Strict liability vs. specific intent
|This section does not cite any references or sources. (February 2012)|
All weapon possession crimes follow some standard of intent (mens rea), though this standard varies. The most common is "strict liability," meaning that there is no requirement of intent whatsoever: Merely being caught by law enforcement with the weapon in question under the circumstances described in the law (possession, concealed, or open) is a crime in and of itself, with almost no possible defense other than proving the item is not an illegal weapon within the law's definition. Some laws allow the accused a defense to the charge that the item in question was going to be used for a specific set of lawful purposes, such as one's occupation (examples are sets of knives carried by a line cook en route to his job, or tools carried by a construction worker or craftsman). In this case, the burden of proof is often placed on the accused, requiring them to prove their lawful intent in court.
Other laws require proof of specific intent to commit a criminal act by the accused, thereby placing the burden on the state to produce evidence that the weapon was possessed with some unlawful purpose (such as an attempted homicide, robbery, or assault). The circumstances under which law enforcement discover the weapon often play a strong role in this.

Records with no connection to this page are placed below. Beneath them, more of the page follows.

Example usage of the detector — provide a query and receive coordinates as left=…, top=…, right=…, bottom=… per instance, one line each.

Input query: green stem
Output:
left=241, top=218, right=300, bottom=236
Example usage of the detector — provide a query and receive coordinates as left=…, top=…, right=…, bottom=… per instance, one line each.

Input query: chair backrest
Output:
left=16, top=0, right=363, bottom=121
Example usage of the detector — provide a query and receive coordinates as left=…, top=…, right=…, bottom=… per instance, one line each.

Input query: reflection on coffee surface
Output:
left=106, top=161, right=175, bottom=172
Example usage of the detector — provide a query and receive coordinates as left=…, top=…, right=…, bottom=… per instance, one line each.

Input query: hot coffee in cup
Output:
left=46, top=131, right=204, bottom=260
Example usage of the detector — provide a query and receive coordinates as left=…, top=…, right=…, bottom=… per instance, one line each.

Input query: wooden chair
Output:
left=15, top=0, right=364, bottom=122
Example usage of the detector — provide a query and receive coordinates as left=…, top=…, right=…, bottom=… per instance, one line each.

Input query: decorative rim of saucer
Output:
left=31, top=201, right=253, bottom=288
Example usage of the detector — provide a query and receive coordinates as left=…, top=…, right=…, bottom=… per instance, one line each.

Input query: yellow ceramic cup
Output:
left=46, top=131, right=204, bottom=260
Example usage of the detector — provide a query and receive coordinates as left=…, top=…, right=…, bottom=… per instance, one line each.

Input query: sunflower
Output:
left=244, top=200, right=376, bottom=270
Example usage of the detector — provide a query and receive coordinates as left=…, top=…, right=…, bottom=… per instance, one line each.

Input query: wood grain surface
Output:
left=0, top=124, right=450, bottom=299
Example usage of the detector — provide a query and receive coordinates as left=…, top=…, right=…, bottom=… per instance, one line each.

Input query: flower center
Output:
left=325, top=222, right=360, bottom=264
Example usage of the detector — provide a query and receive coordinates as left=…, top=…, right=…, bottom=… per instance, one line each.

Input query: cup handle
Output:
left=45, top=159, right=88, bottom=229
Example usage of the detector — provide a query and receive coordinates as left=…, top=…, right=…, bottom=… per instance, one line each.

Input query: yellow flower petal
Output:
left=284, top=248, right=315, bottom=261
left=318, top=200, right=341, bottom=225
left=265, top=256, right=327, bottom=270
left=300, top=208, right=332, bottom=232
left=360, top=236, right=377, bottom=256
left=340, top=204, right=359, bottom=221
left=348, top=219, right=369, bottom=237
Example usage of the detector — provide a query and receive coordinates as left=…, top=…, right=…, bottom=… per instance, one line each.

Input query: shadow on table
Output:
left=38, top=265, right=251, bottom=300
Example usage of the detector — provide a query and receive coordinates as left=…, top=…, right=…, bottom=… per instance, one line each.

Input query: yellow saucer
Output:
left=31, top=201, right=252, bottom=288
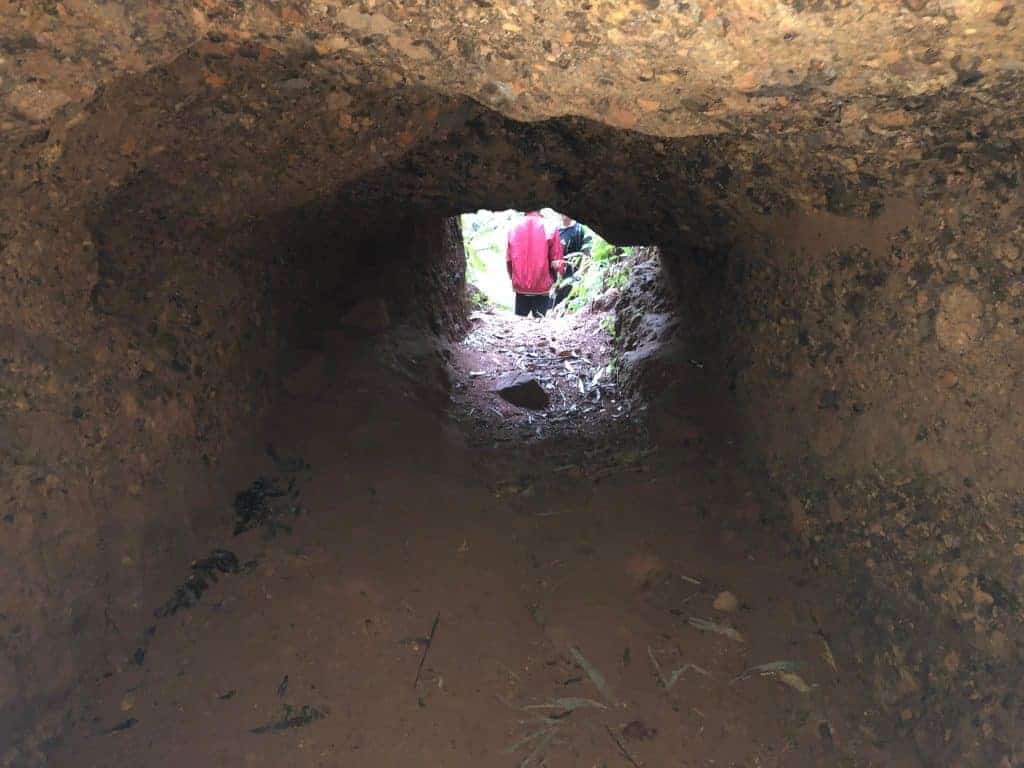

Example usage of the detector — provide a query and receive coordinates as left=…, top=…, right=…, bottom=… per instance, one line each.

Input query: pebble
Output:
left=712, top=592, right=739, bottom=613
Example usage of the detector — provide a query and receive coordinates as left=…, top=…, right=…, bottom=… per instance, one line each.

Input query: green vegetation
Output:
left=461, top=209, right=632, bottom=313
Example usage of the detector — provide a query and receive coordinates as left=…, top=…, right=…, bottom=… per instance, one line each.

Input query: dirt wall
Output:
left=0, top=174, right=465, bottom=761
left=651, top=176, right=1024, bottom=765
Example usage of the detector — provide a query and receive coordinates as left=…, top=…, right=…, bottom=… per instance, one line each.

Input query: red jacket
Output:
left=505, top=213, right=565, bottom=295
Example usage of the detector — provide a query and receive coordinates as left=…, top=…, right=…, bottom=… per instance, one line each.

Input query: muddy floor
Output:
left=48, top=314, right=918, bottom=768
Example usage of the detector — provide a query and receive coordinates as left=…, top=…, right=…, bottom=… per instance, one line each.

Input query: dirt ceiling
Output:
left=0, top=0, right=1024, bottom=136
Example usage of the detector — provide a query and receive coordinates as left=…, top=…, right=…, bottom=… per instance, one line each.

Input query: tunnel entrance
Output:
left=453, top=208, right=659, bottom=444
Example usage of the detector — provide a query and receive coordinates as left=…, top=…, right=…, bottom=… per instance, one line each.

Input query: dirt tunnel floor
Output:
left=51, top=316, right=916, bottom=768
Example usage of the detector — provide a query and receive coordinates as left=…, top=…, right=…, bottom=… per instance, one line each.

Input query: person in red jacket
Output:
left=505, top=211, right=565, bottom=317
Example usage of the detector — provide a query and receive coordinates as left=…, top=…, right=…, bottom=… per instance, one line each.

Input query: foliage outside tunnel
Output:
left=459, top=208, right=634, bottom=312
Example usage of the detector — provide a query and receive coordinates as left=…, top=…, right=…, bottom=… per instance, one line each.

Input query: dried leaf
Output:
left=569, top=645, right=621, bottom=707
left=523, top=696, right=608, bottom=712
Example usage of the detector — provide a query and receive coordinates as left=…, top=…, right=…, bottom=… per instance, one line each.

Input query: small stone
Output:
left=935, top=286, right=984, bottom=352
left=492, top=374, right=549, bottom=411
left=712, top=592, right=739, bottom=613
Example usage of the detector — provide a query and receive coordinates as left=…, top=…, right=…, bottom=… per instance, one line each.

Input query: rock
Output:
left=935, top=286, right=983, bottom=352
left=341, top=296, right=391, bottom=334
left=590, top=288, right=622, bottom=312
left=712, top=592, right=739, bottom=613
left=492, top=374, right=549, bottom=411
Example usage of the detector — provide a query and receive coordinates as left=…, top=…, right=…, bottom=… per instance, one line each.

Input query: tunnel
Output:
left=0, top=6, right=1024, bottom=768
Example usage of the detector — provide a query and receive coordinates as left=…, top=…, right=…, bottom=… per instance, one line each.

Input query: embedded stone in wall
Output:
left=935, top=286, right=984, bottom=352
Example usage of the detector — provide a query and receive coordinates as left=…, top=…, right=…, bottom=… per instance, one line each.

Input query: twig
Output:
left=413, top=611, right=441, bottom=688
left=604, top=725, right=643, bottom=768
left=569, top=645, right=622, bottom=707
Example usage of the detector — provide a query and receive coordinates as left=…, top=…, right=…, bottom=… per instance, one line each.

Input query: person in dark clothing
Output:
left=551, top=214, right=591, bottom=306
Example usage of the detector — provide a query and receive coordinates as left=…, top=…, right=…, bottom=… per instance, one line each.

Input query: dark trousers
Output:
left=551, top=259, right=575, bottom=306
left=515, top=293, right=551, bottom=317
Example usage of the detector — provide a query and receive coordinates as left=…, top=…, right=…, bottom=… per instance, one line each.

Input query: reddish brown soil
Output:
left=50, top=317, right=915, bottom=768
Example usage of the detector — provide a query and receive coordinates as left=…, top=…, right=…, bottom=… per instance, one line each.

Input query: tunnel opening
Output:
left=452, top=208, right=651, bottom=450
left=6, top=20, right=1024, bottom=768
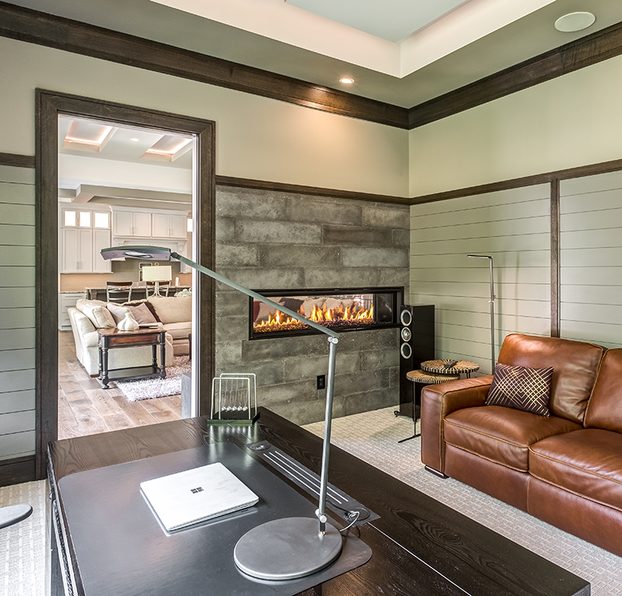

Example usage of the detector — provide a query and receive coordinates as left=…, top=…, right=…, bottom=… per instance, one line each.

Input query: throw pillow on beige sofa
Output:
left=76, top=298, right=117, bottom=329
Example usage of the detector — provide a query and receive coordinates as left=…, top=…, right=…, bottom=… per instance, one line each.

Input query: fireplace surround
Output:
left=248, top=287, right=404, bottom=340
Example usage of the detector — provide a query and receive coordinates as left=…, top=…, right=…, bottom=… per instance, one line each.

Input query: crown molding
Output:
left=0, top=2, right=408, bottom=129
left=408, top=23, right=622, bottom=130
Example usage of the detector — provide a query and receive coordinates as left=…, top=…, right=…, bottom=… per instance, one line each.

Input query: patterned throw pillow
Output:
left=486, top=364, right=553, bottom=416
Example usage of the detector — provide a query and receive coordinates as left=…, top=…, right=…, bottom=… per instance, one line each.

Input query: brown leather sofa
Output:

Many laws about weapon possession contain exemptions for persons of specific occupations, or allow for permission to be obtained from the government to lawfully possess the weapon.
Generally, military personnel actively carrying out their duties are exempt from nearly any restriction other than internal policy and international treaties. However, they are often restricted from possessing their issued weapons when they are not on duty.
Police often are allowed to lawfully possess certain weaponry above what the populace is allowed to possess, though this varies by nation. In some nations police may take their armaments home when off duty, while in others they are required to leave all (or some) of them in storage at their station. Some jurisdictions have special paramilitary units (such as SWAT or AFO) that carry machine guns, explosives or other military weapons, though the majority of the time these must be stored at the unit's headquarters.
For civilians, permits can sometimes be obtained to possess or carry certain weapons if that person meets certain qualifications that show they can be trusted (such as safety training and lack of prior criminal behavior) and/or have a specific need for the weapon, for example if the nature of their job places them at high risk for assault or robbery. The most common in the United States is a permit to carry a concealed handgun for purposes of self-defense. This permit often applies to both firearms and other self-defense implements. In many states, no permit at all is needed to carry a non-concealed firearm or other weapon. Other types of license can be obtained for collection and exhibition purposes, such as under the National Firearms Act. In the UK, a citizen can obtain a firearms or shotgun certificate in order to legally purchase and own rifles or shotguns for the purposes of sport and hunting.